Plutôt qu’une taxe sur le sucre, une taxe sur la viande ? Des chercheurs américains et britanniques évaluent les bénéfices possibles à des dizaines de millions de dollars par an en soins de santé, et plus de 200 000 vies sauvées.

Le calcul part du principe que la consommation de viande rouge est associée à un risque accru de problèmes cardiaques et de diabète de type 2. Mais le calcul fait aussi le pari qu’une hausse du prix de la viande se traduirait par une baisse de la consommation.

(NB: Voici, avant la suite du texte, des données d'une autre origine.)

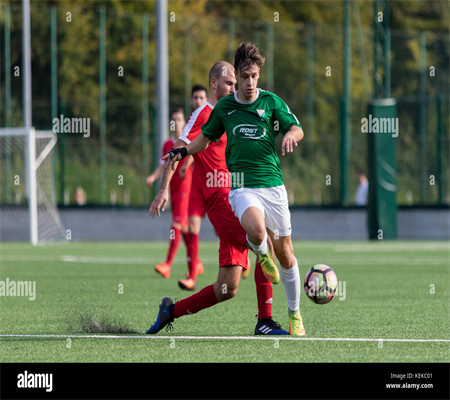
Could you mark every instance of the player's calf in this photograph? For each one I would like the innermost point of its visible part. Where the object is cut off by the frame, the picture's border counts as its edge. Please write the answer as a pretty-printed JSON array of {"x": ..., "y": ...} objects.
[{"x": 227, "y": 283}]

Dans leur étude, parue dans la revue PLOS One, les auteurs estiment ainsi qu’une taxe moyenne de 20 % sur la viande non transformée et de 110 % — celle-ci, uniquement dans les pays riches — sur les produits jugés plus à risque, comme le bacon, pourrait réduire le nombre de morts de 220 000 à travers le monde. Leurs chiffres, qui tiennent en compte une éventuelle taxe dans 149 pays, utilisent une méthode appelée, en économie, « taxation optimale », selon laquelle il existerait un seuil « idéal » où la facture supplémentaire (ici, une taxe) se traduit par des bénéfices économiques équivalents (ici, la réduction des coûts de santé). Ils prennent aussi en compte la possibilité que les 20 % et 110 % soient une moyenne, ajustée en fonction du taux de consommation de viande propre à chaque pays. Les États-Unis sont en tête du classement.   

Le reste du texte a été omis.